Texas law has not favored the creation of joint ownership
with right of survivorship (“ROS”) for a variety of historical reasons.
Executors of a deceased’s estate are often left to wonder – is this joint
account non-testamentary (in other words, not an asset of the probate estate
subject to the executor’s control) because it meets the requirements for a
right of survivorship under Texas law?
Financial institutions can be reluctant to pay on these joint accounts
prior to some form of probate, which prevents the co-owner(s) from having
access to funds needed to pay their bills.
So much for careful estate planning to minimize probate
assets!
Chapter XI of the Texas Probate Code deals with
non-testamentary transfers, with particular attention to multi-party accounts
and survivorship rights.
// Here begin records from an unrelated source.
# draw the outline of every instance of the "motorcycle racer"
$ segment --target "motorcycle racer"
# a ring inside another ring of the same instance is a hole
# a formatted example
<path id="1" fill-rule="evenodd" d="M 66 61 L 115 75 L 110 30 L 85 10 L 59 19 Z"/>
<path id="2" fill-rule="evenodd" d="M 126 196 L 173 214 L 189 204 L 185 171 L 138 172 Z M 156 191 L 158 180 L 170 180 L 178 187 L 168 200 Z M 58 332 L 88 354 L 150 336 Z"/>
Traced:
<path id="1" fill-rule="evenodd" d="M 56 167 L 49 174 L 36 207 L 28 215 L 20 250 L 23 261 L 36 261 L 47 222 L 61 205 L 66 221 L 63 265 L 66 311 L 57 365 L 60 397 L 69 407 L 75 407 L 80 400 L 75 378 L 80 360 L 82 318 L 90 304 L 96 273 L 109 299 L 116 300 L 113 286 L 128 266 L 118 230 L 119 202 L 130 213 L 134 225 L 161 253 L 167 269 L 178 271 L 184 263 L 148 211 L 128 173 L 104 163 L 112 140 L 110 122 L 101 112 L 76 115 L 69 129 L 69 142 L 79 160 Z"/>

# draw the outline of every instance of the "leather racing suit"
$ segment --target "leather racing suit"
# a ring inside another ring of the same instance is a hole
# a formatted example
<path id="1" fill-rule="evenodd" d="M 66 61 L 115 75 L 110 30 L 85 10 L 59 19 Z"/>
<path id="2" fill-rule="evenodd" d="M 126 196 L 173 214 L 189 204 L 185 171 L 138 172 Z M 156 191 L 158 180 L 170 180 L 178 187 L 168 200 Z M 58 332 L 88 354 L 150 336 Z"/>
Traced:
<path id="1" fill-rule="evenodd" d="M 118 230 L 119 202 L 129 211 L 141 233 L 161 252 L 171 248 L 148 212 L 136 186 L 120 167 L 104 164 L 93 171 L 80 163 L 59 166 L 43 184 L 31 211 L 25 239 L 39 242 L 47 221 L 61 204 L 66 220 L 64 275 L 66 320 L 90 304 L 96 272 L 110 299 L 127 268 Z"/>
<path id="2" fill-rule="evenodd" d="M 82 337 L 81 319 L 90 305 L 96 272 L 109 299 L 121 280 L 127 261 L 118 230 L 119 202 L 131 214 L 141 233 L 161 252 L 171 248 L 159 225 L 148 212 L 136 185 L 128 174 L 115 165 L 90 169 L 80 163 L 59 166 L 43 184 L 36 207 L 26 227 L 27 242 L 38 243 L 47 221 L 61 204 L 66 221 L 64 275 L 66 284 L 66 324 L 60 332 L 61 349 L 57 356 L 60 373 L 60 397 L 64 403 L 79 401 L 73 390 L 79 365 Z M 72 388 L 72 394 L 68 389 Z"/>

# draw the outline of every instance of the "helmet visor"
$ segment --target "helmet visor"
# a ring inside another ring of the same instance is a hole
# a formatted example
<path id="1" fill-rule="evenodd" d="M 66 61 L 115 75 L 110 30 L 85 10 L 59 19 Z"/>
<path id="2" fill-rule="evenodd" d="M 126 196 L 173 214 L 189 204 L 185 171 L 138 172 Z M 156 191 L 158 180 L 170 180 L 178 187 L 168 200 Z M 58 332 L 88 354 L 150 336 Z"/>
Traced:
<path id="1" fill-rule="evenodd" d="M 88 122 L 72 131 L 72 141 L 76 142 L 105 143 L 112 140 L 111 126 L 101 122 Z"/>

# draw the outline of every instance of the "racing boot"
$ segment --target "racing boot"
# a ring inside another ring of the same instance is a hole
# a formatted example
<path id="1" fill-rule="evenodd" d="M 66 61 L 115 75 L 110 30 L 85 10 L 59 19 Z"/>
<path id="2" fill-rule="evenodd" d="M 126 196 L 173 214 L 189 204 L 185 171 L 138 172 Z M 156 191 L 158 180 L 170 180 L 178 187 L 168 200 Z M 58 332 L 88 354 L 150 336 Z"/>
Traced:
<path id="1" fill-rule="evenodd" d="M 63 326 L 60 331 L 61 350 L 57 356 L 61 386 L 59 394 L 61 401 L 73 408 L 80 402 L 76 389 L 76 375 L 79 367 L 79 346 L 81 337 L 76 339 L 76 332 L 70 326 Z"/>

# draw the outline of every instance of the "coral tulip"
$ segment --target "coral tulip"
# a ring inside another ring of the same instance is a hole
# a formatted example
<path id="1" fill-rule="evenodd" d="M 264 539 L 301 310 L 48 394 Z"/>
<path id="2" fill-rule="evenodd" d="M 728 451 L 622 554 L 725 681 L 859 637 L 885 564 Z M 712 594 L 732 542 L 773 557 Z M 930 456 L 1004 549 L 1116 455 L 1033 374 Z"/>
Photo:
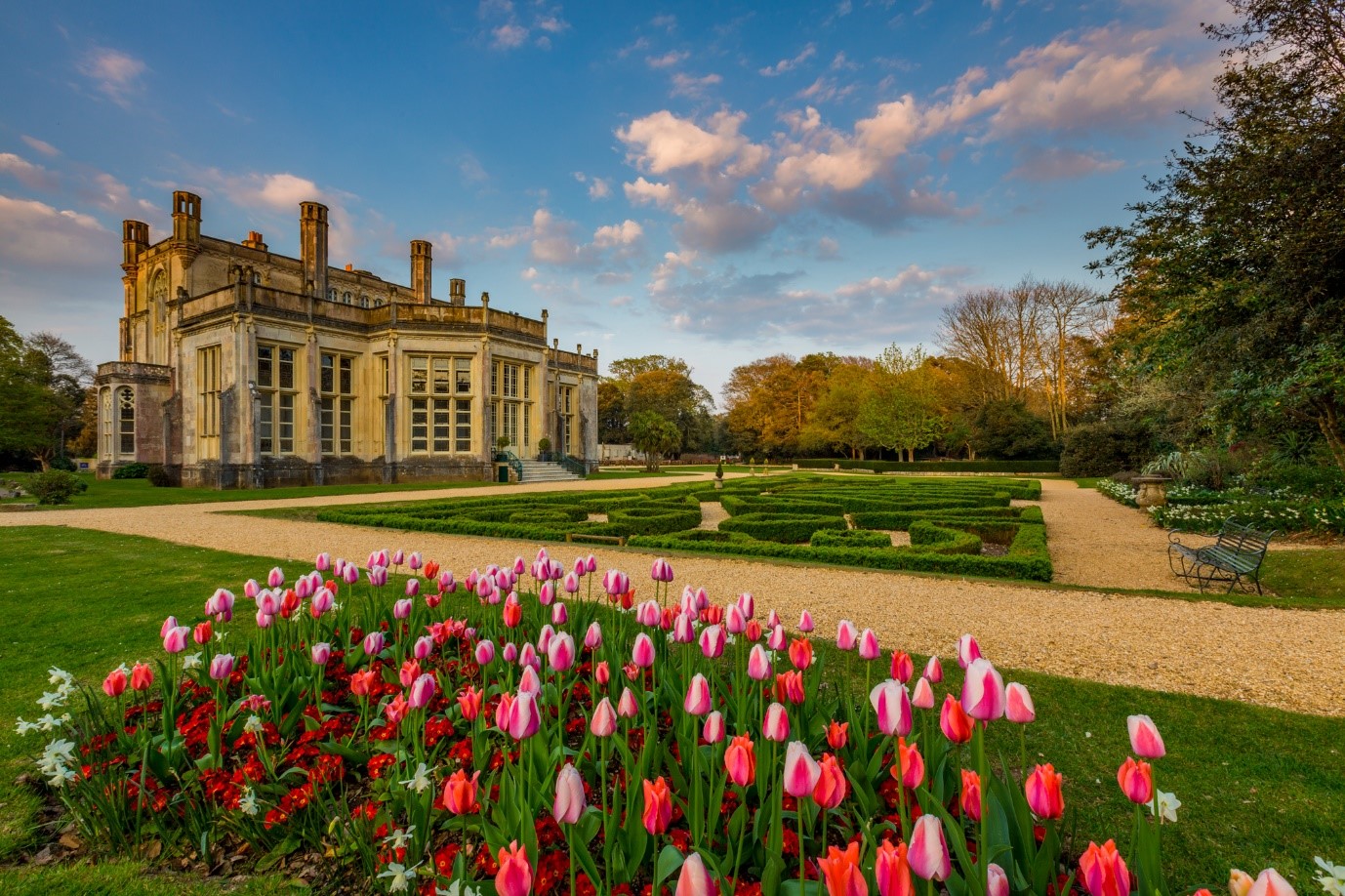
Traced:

One of the first things you should try to obtain is a
copy of the account agreement. Look to see if it uses language such as “on the
death of one party, all sums belong to the surviving party as his or her
separate property and estate.” Tex.
Prob. Code § 439. Reliance on the name of the account, alone, is usually
insufficient to create survivorship rights.
In addition, you may want to check the account agreement
against the proposed “Uniform Single-Party or Multiple-Party Account Form”
described in section 439A of the Texas Probate Code. Banks and other financial
institutions which utilize this form, or something substantially similar to it,
are protected from most claims that could be brought by a deceased’s estate,
personal representative, beneficiaries or heirs if they rely on the
“survivorship” provisions to pay remaining sums to the joint owner(s).